Well thank you Pat. Good morning, today we’re announcing results for second fiscal quarter that exceeded our expectation. Overall total company sales increased 18.9% at $2.08 billion for the second quarter of fiscal 2012 compared to the second quarter of fiscal 2011. Earnings per share of $0.41 in the quarter was lower than the second quarter of fiscal 2011 due primarily to an adverse sales mix in our defense segment partially offset by strong growth in our access equipment segment.

Our outperformance in the quarter versus our expectation was driven by continued strong replacement driven demand for access equipment product which led to 61.4% year-over-year sales growth along with significantly higher operating income in this segment. We expect the access equipment segment along with our other non-defense businesses to lead us forward in the coming years. We previously described fiscal 2012 as it being a year of transition and investment in our MOVE initiative.

As expected our defense segment continued to transition to second quarter towards the higher percentage of sales from our lower margin FMTV program. We’re pleased to report that profits on the FMTV program continue their upward trend in the quarter. Also in our second quarter, we made good progress on initiatives in each of our major MOVE categories which I’ll describe in a few minutes.

We added engineering, operations and business development talent and resources in the quarter to better position us to deliver on the high level MOVE target that we previously described to you, namely a 250 basis point improvement in margin through product, process and overhead cost optimization and an increase in international sales to 30% of consolidated sales.

Let’s talk about our current market condition and please turn to slide four. Following a trend that has been ongoing for the past several quarters, the access equipment market continues to exhibit a strong recovery. I am looking at the makeup over 61% increase in sales in this segment during the second quarter. We experienced strong, double digit growth in all major regions of the globe but the performance is again driven largely by replacement aged equipment in North America.

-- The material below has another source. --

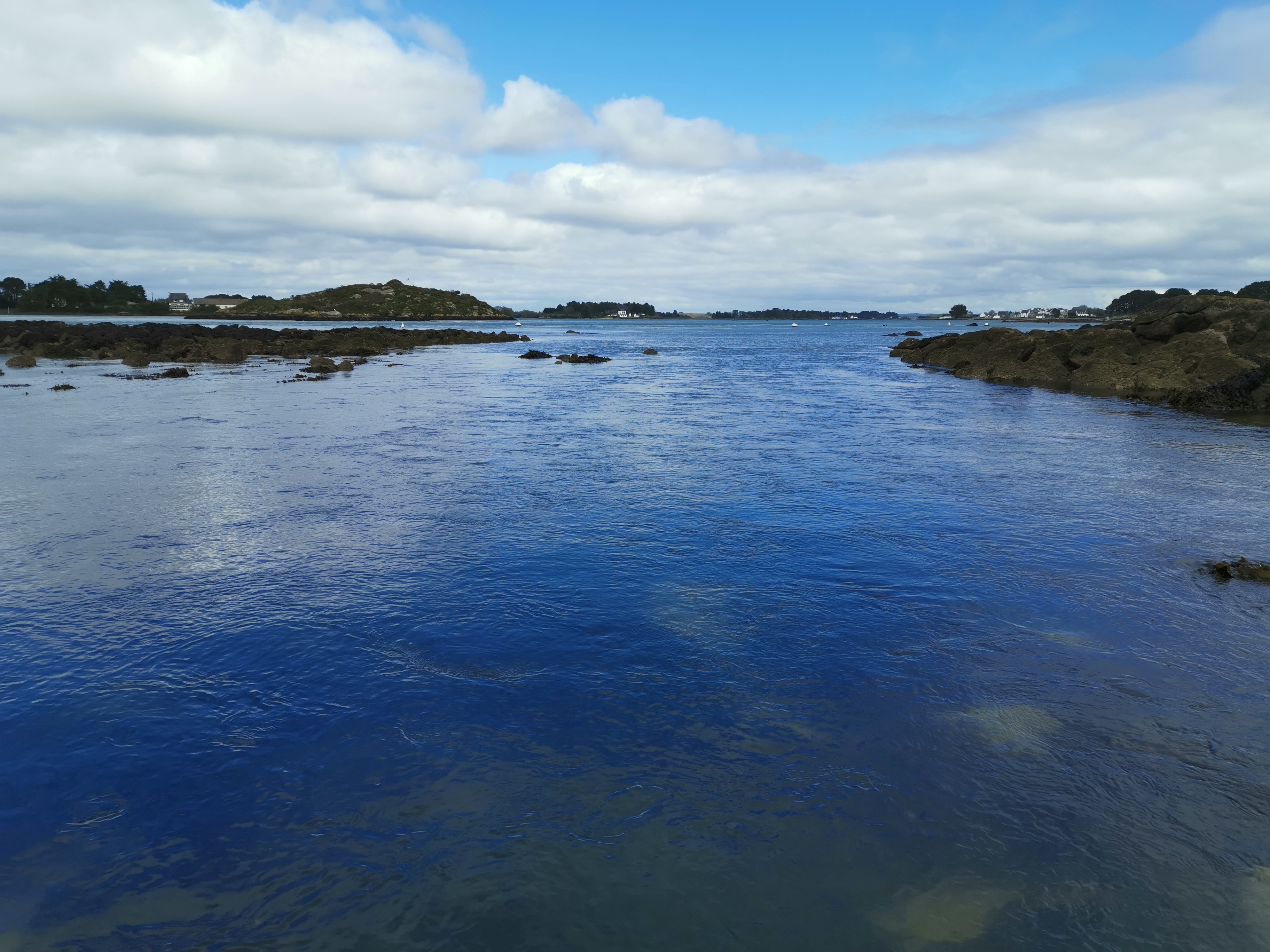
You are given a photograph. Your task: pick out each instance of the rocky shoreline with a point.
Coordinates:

Business fundamental support, continued recovery in access equipment. In North America, higher equipment utilization, rental rates and used equipment values are making it more cost effective to replace older equipment. Average fleet is come off their peak but still remain significantly higher than historical levels at more than 50 month. Outside of North America, we see continued strength in South America and Australia driven by continued product adoption along with economic and infrastructure driven demand. And even the European access equipment was still cautious due to economic concerns show positive signs in the second quarter compared to what we saw in the fall and early winter.

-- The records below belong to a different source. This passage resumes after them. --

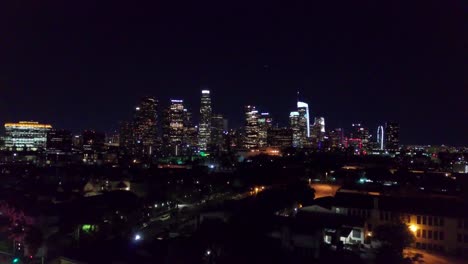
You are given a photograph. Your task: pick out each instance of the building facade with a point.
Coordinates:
(392, 141)
(204, 128)
(173, 134)
(280, 137)
(26, 135)
(251, 137)
(264, 124)
(380, 137)
(144, 132)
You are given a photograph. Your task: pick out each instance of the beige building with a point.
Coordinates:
(438, 223)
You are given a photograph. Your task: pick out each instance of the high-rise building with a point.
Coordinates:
(173, 134)
(336, 137)
(217, 133)
(264, 123)
(280, 137)
(93, 146)
(58, 146)
(392, 131)
(126, 142)
(59, 141)
(144, 131)
(318, 132)
(380, 137)
(190, 135)
(304, 121)
(362, 133)
(26, 135)
(251, 127)
(299, 135)
(204, 129)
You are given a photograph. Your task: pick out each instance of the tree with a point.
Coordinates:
(394, 238)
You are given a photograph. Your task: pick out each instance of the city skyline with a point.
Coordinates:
(405, 66)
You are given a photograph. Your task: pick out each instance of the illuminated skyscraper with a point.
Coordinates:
(361, 133)
(299, 133)
(251, 127)
(318, 132)
(380, 137)
(174, 127)
(264, 123)
(190, 135)
(93, 146)
(144, 132)
(26, 135)
(204, 129)
(392, 131)
(217, 133)
(280, 137)
(304, 121)
(336, 137)
(126, 142)
(59, 142)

Wilson Jones and his team just returned from a successful Intermat show last week in Paris and even though the European market lag the recovery that we would experience in North America, we are generally encouraged by what we’ve heard and saw.

The strong recovery in the market for access equipment products in North America is continuing to occur without a measurable recovery in construction activity. When construction activity does begin to recover meaningfully, and I believe it will, we expect this will help extend the positive trend in this market. Finally, we ended the quarter with a backlog of just over $941 million in the access equipment segment which positions us well for a strong finish to fiscal 2012.